The Sounders peppered the target with 22 shots but came away with nada in a 1-0 loss to the LA Galaxy that was perhaps Seattle’s most agonizing defeat of the season.
If you recall the carnival-game experience of throwing balls at rows of animal bean-bag targets, needing to knock off three to win a plush toy, you know how the Sounders felt Sunday at the Clink against the Los Angeles Galaxy.
They spent a wad of bills — 22 shots, in fact — peppering the target. No plush three points. No single point. No nothing. If you’re a dad, your kid walks away quietly, head down.
For about the final 60 minutes, the last-place Sounders dominated the nettlesome Galaxy in a nationally televised event, only to fall 1-0 in perhaps the most agonizing loss this season among many (5-10-2) from which to choose.
Asked for an analogous soccer experience, coach Sigi Schmid had to go all the way back to his college playing days at UCLA, where the Bruins had 38 shots and lost to Fresno State 1-0. If that comparison wasn’t enough, Schmid ventured into space.
“If you landed from Mars and looked at the game, not the score,” he said, “the guys from Mars would say we won the game.”

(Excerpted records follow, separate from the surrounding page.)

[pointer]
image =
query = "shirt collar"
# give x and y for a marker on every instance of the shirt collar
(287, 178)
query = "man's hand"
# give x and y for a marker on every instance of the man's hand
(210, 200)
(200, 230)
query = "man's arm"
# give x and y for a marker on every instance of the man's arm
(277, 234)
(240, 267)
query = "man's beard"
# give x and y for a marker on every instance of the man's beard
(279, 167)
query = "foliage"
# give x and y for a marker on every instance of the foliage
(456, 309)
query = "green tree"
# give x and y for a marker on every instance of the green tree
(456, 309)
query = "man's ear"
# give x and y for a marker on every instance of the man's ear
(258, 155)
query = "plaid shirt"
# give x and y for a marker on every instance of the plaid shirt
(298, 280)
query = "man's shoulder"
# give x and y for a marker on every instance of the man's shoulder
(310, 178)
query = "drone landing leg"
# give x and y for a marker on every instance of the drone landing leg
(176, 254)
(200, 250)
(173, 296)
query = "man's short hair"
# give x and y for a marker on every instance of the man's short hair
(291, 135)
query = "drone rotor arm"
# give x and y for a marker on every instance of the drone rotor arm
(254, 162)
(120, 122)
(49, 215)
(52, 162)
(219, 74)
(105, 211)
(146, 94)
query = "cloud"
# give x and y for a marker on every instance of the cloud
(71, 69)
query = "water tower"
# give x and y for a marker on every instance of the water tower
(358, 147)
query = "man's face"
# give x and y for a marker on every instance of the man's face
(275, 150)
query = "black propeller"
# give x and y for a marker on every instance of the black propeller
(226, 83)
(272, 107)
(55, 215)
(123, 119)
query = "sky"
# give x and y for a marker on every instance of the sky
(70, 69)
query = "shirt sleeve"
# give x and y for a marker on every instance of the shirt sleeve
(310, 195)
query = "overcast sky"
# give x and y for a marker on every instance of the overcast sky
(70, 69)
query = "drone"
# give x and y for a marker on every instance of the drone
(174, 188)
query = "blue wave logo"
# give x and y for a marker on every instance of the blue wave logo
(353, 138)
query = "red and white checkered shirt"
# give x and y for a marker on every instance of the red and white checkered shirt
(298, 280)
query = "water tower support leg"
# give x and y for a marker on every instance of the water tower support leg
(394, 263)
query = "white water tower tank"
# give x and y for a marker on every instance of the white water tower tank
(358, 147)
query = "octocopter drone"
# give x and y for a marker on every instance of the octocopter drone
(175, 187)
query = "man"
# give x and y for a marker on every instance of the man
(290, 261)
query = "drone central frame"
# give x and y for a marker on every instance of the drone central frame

But the Martians would also wonder why the Earth creature Zach Scott fell down in the 15th minute while marking Galaxy captain Robbie Keane, giving the Sounders’ nemesis room for a point-blank blast from 10 yards that hit the crossbar and bounded into the net for the game’s only score.

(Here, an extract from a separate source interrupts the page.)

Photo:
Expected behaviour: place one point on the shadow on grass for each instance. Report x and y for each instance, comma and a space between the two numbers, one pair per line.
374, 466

Gravity, the Martians might be told, is heavier on Earth.
Perhaps severe enough to, well, suck.
Certainly, the standings say so regarding the Sounders, the first team at MLS’s midseason to reach double-digits in losses. The Sounders have one win in the past seven games, with the next five this month against Western Conference foes.
The atmosphere of despair was sufficient for a reporter post-game to ask Schmid if it was time for him to resign.
“That’s for other people to say,” he said, “not me.”
What he did say, with conviction, is that in this match, which featured Clint Dempsey for only the 11th time this season, the defeat was not because of a lack of will.
“I certainly can’t fault them for their effort, their character and their play,” he said. “But only one statistic counts at the end.”
The stats fleshed out the context. The Sounders had an incredible 21 open-play crosses to the Galaxy’s nine, and a 61.6 percent plurality in possessions. A new lineup up top featuring three forwards of Dempsey, rookie Jordan Morris and Nelson Valdez seemed to work well. But not a finish was among them.
Dempsey had seven shots, including one late in the game where he controlled the ball off his chest a few feet from the far post, dribbled it once with his head for control, then left-footed a short shot that found wood and skittered out of play.
Morris also had a juicy chance when he drew GK Brian Rowe off his line in an attempt to tackle Morris and the ball. Morris emerged unscathed to stare into an open net, only to find Galaxy defender A.J. DeLaGarza jumping in to deflect the shot off his hip.
So the Sounders remain with the fewest goals, 14, in MLS, due in part to the temporary absence of Dempsey and the permanent absence of Obafemi Martins (China), plus a mash of veterans and young players who lack cohesion.
In the view of newcomer Herculez Gomez, who subbed in Sunday, the Sounders have probably asked too much of young players.
“If we are asking the young guys to get results then we are in a bad position,” he said. “There are guys that we need to groom and teach them the right things.
“I love the young guys on this team. I only wish that they were more willing to make mistakes because that’s the only way you’re going to learn. Nowhere in the world are you going to see a team where it’s all young kids, and they are figuring it out by themselves. We need to be there for them.”
Naturally, Schmid is not quite ready to concede the season, even after the Sounders fell to 0-8-2 when conceding the first goal.
“All you can ask your team to do is create chances, fight, and help each other,” he said. “We did all that. And we came away with nothing.
“I feel strongly if we continue to (create chances), it will turn around.”
Until they do, in the words of Yogi Berra, it’s getting late early here.